Typical pipeline stages:
| Stage | What It Does |
|---|---|
| Source | Triggered by a code push or pull request |
| Build | Compile code, install dependencies |
| Unit Tests | Run fast, isolated tests |
| Integration Tests | Test components working together |
| Code Quality | Linting, formatting, static analysis |
| Security | Dependency scanning, secret detection |
| Staging | Deploy to a preview environment |
| Acceptance | End-to-end tests or manual review |
| Production | Deploy to the live environment |
CI/CD Benefits
For developers:
- Catch bugs within minutes, not weeks
- Merge smaller changes more frequently
- Spend less time on manual, repetitive tasks
- Get confidence that changes work before they reach production
For teams:
- Consistent, repeatable release process
- Faster time to market
- Reduced deployment risk (small, frequent changes)
- Better collaboration (everyone integrates often)
For the business:
- Faster delivery of features
- Fewer production incidents
- Lower cost of fixing bugs (caught early)
- Higher software quality
CI/CD Platforms
Several platforms provide CI/CD services:
| Platform | Description |
|---|---|
| GitHub Actions | Built into GitHub, free for public repos |
| GitLab CI/CD | Built into GitLab, powerful pipeline syntax |
| Jenkins | Self-hosted, highly customizable, open source |
| CircleCI | Cloud-based, fast build times |
| Travis CI | Cloud-based, popular for open source |
| Azure DevOps | Microsoft's CI/CD platform |
| AWS CodePipeline | Amazon's CI/CD service |
This course focuses on GitHub Actions because it is free, powerful, and tightly integrated with GitHub where most open-source code lives.
Key CI/CD Practices
1. Commit frequently. Small, frequent commits are easier to review, test, and debug than large batches.
2. Keep the build fast.
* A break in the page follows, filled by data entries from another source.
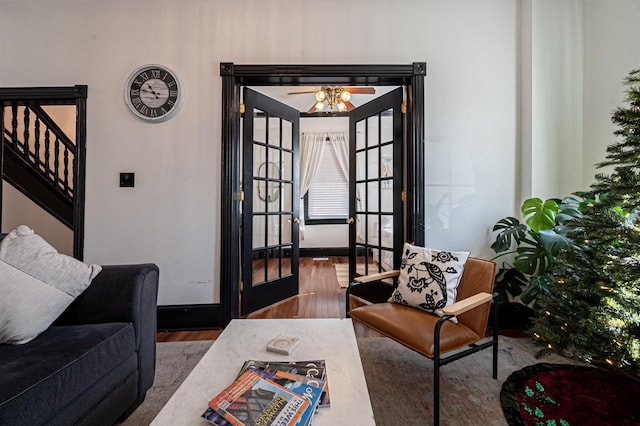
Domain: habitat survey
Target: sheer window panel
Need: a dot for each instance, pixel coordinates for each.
(328, 196)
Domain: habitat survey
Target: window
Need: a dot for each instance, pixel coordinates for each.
(327, 200)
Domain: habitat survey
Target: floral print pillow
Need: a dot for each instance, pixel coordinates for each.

A CI pipeline that takes 30 minutes discourages frequent commits. Aim for under 10 minutes.
3. Fix broken builds immediately. A broken main branch blocks the entire team. Treat it as the highest priority.
4. Automate everything. If you do it more than twice, automate it — testing, building, deploying, security scanning.
5. Test at multiple levels. Unit tests catch logic errors. Integration tests catch communication errors. End-to-end tests catch user-facing errors.
6. Use feature branches. Develop on branches, test on branches, and only merge to main when the pipeline passes.
7. Deploy to staging first. Always validate in a staging environment that mirrors production before going live.
A Mental Model for CI/CD
Think of CI/CD as a factory assembly line for software:
- Source control is the raw materials arriving at the factory
- CI is the quality inspection — every piece is tested before it moves forward
- CD is the packaging and shipping — once approved, the product goes to the customer
- The pipeline is the conveyor belt connecting every station
The goal is to make this conveyor belt as fast and reliable as possible, so that a developer can push a code change and see it live in production within minutes — with full confidence that nothing is broken.
What You Will Build
Over the next four lessons, you will:
- Create GitHub Actions workflows from scratch
- Build a CI pipeline that tests and lints your code on every push
- Set up deployment pipelines for staging and production
- Implement advanced patterns like matrix builds, caching, and reusable workflows
Summary
CI/CD automates the path from code to production — building, testing, and deploying software on every change. It reduces human error, accelerates delivery, and gives teams confidence in their releases. In the next lesson, you will start building GitHub Actions workflows.